“Before I left, I was a rural, mixed-class, queer child in a straight, rural, working-class town. Afterward, I was an urban-transplanted, mixed-class, dyke activist in an urban, mostly middle-class, queer community. Occasionally I simply feel as if I’ve traded one displacement for another and lost home to boot.” – (Eli Clare, p46)
The word “traded” here is really revealing. What is the author wants to trade for? He wanted to use family and home to trade for acceptance and a feeling of not being “queer”. However, the list of adjectives that are full of contradictions shows that he failed. “Mixed-class” vs. “working-class” vs. “middle-class”. “Rural” vs. “urban”. This long list of words is like “tags” on him that show how alien he is to the environment he lives in, either before or after, nothing changed. More heartfelt is the word “lost”: he doesn’t get what he wants, but lost something that is really important to him.

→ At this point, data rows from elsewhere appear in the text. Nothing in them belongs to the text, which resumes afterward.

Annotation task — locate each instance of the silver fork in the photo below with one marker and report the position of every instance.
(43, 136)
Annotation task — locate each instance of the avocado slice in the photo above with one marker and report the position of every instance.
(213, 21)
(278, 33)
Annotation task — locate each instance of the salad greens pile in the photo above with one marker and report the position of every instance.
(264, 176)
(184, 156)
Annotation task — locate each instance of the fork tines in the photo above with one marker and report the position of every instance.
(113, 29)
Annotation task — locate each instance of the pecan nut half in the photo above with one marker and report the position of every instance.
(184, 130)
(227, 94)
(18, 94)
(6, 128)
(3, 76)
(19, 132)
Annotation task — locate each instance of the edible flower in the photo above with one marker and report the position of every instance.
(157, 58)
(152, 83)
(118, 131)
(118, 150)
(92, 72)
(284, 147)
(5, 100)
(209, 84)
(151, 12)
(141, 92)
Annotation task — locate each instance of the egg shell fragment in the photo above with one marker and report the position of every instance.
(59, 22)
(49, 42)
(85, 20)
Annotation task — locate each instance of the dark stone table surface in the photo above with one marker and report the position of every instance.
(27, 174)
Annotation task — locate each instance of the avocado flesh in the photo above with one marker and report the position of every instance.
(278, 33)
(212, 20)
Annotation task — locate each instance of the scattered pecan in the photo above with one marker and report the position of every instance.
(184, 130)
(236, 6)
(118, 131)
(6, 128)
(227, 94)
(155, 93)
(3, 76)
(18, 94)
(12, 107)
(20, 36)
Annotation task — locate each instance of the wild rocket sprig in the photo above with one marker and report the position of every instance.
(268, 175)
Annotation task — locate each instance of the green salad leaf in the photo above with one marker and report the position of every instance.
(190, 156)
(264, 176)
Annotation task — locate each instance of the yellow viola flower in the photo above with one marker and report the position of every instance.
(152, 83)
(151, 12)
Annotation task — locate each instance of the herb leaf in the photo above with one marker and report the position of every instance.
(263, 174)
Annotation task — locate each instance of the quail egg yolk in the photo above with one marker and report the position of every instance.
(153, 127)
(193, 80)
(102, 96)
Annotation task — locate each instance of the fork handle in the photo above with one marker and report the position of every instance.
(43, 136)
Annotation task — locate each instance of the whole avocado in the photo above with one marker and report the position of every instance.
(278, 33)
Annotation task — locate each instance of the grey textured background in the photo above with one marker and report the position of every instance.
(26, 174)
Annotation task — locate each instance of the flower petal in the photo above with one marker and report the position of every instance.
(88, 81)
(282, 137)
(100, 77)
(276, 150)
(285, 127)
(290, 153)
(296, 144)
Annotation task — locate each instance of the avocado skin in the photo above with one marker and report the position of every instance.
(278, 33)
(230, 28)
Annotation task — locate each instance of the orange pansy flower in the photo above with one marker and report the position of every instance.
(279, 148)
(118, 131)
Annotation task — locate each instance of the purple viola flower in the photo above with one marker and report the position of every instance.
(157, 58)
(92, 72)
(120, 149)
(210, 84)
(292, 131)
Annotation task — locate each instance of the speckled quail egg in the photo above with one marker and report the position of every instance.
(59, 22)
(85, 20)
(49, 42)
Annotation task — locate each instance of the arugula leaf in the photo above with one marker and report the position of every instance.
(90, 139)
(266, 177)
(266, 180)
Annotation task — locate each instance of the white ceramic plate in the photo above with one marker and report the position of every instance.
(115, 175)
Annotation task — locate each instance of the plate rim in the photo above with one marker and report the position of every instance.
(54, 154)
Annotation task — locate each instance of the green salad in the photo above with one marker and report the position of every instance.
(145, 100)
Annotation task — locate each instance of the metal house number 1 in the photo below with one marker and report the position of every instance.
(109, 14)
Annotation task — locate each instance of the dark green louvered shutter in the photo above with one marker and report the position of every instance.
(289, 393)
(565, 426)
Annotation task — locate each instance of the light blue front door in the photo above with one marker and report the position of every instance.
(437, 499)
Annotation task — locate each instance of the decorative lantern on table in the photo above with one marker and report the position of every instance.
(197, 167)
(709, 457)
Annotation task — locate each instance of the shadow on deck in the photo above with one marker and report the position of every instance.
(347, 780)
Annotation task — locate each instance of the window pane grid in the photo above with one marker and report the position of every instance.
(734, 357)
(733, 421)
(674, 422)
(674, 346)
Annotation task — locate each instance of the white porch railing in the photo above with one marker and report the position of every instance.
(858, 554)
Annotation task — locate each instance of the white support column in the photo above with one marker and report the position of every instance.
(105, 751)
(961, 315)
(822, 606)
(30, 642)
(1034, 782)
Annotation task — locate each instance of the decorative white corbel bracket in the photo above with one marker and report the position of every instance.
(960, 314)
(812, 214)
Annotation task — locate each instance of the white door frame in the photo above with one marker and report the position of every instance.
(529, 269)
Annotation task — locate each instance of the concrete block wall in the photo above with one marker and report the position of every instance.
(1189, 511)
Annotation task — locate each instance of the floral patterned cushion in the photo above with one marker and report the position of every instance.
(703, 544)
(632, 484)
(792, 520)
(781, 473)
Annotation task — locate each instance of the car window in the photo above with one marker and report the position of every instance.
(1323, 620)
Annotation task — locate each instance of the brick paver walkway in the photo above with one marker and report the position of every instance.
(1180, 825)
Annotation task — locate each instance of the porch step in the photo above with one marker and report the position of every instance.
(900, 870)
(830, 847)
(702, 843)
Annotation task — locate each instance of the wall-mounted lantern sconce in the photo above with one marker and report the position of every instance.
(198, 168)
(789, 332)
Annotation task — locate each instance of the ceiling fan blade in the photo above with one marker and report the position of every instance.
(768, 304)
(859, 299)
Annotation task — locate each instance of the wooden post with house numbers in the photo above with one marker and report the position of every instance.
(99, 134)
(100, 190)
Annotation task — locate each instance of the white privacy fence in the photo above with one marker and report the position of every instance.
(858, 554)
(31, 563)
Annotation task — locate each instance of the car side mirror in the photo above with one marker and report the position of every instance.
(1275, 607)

Moreover, the word “traded” also reminds us of the cruel fact that for queer people, acceptance is something we need to “trade” for. We can’t be easily accepted by just being ourselves. We must give up something, for most of the time the family, to get what other people are born with. This reminds me of the “Christmas effect” which is also caused by the conflict between family and identity. Without family, we lost the place to “boot”, and most people, like the author, failed to find another place to be home and thus being haunted by loneliness and isolation all the time.

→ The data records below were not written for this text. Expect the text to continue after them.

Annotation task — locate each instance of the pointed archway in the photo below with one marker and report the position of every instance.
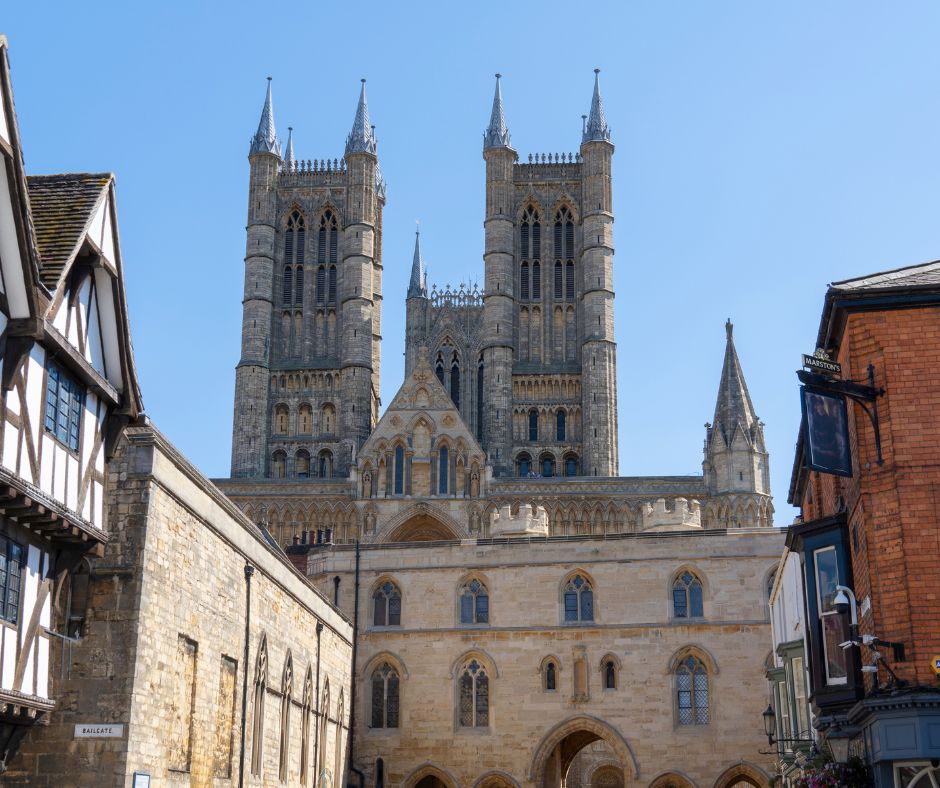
(561, 744)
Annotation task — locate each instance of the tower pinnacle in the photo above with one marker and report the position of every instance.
(361, 139)
(734, 408)
(597, 129)
(418, 286)
(289, 154)
(265, 139)
(497, 133)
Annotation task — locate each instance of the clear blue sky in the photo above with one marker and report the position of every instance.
(762, 151)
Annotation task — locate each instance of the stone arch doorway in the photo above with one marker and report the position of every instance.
(559, 748)
(429, 776)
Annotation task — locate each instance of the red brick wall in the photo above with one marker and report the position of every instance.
(893, 514)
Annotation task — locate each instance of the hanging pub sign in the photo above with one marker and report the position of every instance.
(826, 435)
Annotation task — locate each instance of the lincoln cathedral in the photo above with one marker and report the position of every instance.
(522, 615)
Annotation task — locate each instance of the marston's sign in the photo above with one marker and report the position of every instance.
(821, 363)
(101, 730)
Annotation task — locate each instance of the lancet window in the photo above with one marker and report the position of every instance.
(474, 696)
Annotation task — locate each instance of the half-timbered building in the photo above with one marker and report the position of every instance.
(68, 386)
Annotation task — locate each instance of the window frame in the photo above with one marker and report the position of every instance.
(76, 393)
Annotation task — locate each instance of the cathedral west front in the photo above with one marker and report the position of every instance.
(523, 615)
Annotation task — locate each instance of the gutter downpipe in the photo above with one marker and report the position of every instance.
(316, 740)
(352, 683)
(249, 571)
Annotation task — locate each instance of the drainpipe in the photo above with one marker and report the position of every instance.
(352, 683)
(249, 571)
(316, 738)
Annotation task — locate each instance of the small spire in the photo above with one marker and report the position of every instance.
(734, 407)
(497, 134)
(361, 139)
(289, 155)
(597, 129)
(418, 286)
(265, 139)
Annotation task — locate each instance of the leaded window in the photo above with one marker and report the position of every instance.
(550, 677)
(687, 596)
(11, 573)
(385, 685)
(474, 603)
(64, 400)
(692, 692)
(579, 599)
(386, 603)
(474, 696)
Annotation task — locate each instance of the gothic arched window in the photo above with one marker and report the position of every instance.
(288, 284)
(692, 692)
(474, 603)
(385, 684)
(302, 464)
(442, 471)
(610, 674)
(687, 596)
(474, 696)
(571, 465)
(386, 605)
(551, 677)
(321, 284)
(287, 689)
(547, 465)
(325, 464)
(579, 599)
(279, 464)
(455, 380)
(258, 694)
(399, 470)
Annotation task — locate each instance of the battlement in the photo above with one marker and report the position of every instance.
(462, 295)
(528, 522)
(673, 514)
(549, 167)
(313, 172)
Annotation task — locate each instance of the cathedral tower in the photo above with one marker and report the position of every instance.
(307, 383)
(549, 356)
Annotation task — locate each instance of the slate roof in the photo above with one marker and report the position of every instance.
(923, 275)
(61, 208)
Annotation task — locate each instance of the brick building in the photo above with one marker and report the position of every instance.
(875, 532)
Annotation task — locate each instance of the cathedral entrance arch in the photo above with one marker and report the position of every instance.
(421, 523)
(559, 747)
(429, 776)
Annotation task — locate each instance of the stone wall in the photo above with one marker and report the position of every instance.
(633, 625)
(163, 652)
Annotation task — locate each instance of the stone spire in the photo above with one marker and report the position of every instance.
(265, 139)
(361, 139)
(418, 287)
(734, 407)
(596, 129)
(497, 134)
(289, 154)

I don’t think that Claire necessarily failed to put aside his feeling of queerness, but rather considered it as a bad trade. The understanding of class here could differ from context to context and does not really inherit any traits of failure; however, in a more profound sense, it implies Claire’s reluctant acceptance into the formalized system and it showed his unhappiness, unwillingness to keep on his end of the bargain – pretending to be something that he is not.